To maintain code quality, I've implemented a sophisticated pre-commit hook that goes beyond simple test execution. The hook provides:

  • Visual Progress Indicators: Green checkmarks (✓) for passing checks, red crosses (✗) for failures
  • Staged Test Results: Shows exactly which tests passed or failed with formatted output
  • Syntax Validation: Checks all Python files for syntax errors before commit
  • Debug Statement Detection: Warns about leftover print statements or pdb imports
  • Detailed Error Reporting: Highlights file paths and line numbers in test failures

The hook transforms the typical pytest output into a developer-friendly format that makes it immediately obvious what needs attention.

Metrics and Observability

Every automation reports metrics to a StatsD server, enabling monitoring of:

  • Automation execution frequency
  • State change patterns
  • Error rates and types
  • Performance metrics

This data feeds into Grafana dashboards, providing insights into home patterns and automation effectiveness.

Key Learnings

After a year of development, here are the key takeaways:

  1. Start with a solid foundation: The BaseApp pattern has saved countless hours
  2. Type hints are invaluable: Dataclasses catch configuration errors early
  3. Test everything: Automated tests prevent regressions when updating complex automations
  4. Monitor everything: Metrics reveal patterns you didn't know existed
  5. Keep it maintainable: Clear naming and documentation matter when returning to code months later

Looking Forward

The system continues to evolve. Upcoming projects include:

  • Voice-activated scene controls using local speech recognition
  • Predictive heating/cooling based on weather forecasts and historical patterns
  • Integration with security cameras for person detection
  • Automated plant watering based on soil moisture sensors

Conclusion

AppDaemon has transformed my home into a responsive environment that adapts to our family's needs. From ensuring optimal sleep conditions to helping my son learn new languages, these automations have become an invisible but essential part of daily life.

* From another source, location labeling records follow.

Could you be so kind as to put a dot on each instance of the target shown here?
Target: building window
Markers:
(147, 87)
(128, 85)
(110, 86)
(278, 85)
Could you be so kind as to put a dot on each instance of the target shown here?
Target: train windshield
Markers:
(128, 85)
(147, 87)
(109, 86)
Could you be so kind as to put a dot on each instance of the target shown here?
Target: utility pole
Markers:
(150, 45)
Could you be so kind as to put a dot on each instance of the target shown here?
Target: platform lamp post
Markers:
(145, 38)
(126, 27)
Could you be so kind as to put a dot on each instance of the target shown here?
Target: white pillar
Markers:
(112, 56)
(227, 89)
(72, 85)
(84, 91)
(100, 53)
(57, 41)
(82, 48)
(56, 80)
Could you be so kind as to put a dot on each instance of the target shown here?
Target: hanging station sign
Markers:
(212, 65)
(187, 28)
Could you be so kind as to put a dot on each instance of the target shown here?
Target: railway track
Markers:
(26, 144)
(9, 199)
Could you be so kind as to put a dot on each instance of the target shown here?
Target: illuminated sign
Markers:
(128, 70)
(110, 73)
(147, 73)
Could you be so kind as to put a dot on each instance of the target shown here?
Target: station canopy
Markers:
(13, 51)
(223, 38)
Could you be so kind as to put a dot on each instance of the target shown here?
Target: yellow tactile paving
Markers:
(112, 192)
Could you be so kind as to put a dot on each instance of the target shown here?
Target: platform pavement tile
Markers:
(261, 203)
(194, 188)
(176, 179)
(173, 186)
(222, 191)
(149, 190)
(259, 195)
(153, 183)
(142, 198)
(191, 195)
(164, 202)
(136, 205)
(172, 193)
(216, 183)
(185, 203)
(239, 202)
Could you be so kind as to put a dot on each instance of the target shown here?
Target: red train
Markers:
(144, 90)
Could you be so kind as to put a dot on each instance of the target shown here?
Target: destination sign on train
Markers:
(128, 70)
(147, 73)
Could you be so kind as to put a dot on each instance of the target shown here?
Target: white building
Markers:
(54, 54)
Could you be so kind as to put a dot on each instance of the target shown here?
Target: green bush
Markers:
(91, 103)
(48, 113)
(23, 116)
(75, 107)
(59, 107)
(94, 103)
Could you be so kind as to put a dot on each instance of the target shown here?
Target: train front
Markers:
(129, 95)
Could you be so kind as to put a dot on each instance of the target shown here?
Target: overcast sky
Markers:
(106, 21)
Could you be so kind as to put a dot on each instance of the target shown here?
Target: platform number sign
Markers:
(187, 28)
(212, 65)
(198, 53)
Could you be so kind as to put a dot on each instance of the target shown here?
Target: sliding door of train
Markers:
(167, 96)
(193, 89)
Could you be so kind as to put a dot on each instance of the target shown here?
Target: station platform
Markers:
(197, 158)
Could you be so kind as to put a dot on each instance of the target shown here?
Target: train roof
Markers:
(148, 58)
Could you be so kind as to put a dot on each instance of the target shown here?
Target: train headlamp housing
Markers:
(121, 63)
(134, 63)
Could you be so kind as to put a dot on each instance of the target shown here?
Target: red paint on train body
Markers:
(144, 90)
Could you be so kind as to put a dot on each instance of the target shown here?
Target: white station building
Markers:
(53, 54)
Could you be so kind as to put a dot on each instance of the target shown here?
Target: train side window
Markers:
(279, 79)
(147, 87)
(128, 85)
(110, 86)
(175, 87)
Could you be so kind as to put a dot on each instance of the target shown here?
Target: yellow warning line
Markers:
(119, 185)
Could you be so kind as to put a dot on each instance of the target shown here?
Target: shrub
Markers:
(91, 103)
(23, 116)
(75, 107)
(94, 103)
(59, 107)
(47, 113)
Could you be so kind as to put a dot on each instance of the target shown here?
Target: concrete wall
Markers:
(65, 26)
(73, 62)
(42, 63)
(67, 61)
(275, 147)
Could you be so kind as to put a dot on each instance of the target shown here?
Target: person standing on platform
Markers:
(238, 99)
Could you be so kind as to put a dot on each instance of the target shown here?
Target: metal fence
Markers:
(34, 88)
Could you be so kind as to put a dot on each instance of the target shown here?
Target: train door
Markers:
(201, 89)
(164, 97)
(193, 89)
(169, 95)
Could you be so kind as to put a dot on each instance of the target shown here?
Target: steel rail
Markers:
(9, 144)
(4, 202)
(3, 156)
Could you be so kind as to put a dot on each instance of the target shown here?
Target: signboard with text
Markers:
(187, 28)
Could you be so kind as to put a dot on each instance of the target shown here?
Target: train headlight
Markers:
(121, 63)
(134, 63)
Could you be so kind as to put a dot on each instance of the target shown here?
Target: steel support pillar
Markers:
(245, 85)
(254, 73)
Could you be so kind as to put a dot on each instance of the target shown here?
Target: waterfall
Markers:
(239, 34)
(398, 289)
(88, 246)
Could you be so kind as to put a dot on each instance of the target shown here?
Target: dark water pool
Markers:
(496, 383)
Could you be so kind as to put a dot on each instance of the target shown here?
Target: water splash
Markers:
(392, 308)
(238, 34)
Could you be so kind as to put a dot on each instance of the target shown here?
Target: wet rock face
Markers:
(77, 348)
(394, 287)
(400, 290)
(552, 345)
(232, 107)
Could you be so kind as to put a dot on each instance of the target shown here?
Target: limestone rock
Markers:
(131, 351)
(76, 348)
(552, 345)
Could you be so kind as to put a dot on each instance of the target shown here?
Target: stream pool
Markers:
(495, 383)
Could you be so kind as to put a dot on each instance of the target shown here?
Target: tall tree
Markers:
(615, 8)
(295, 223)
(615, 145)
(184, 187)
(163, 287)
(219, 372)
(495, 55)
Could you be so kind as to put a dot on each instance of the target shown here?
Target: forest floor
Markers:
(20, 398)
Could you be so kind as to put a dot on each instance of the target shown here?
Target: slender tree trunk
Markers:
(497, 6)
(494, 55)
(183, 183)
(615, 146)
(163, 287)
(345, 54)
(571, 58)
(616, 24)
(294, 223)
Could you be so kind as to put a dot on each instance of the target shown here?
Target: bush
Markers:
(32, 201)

The combination of Python's flexibility, Home Assistant's ecosystem, and AppDaemon's framework creates a powerful platform for home automation that goes far beyond simple "if this then that" rules.

The full source code is available on GitHub, and I welcome contributions and questions from the community. Whether you're looking to automate a single room or your entire home, I hope these patterns and examples help you build something amazing.


Have questions about specific automations or want to share your own AppDaemon projects? Feel free to reach out or open an issue on the repository.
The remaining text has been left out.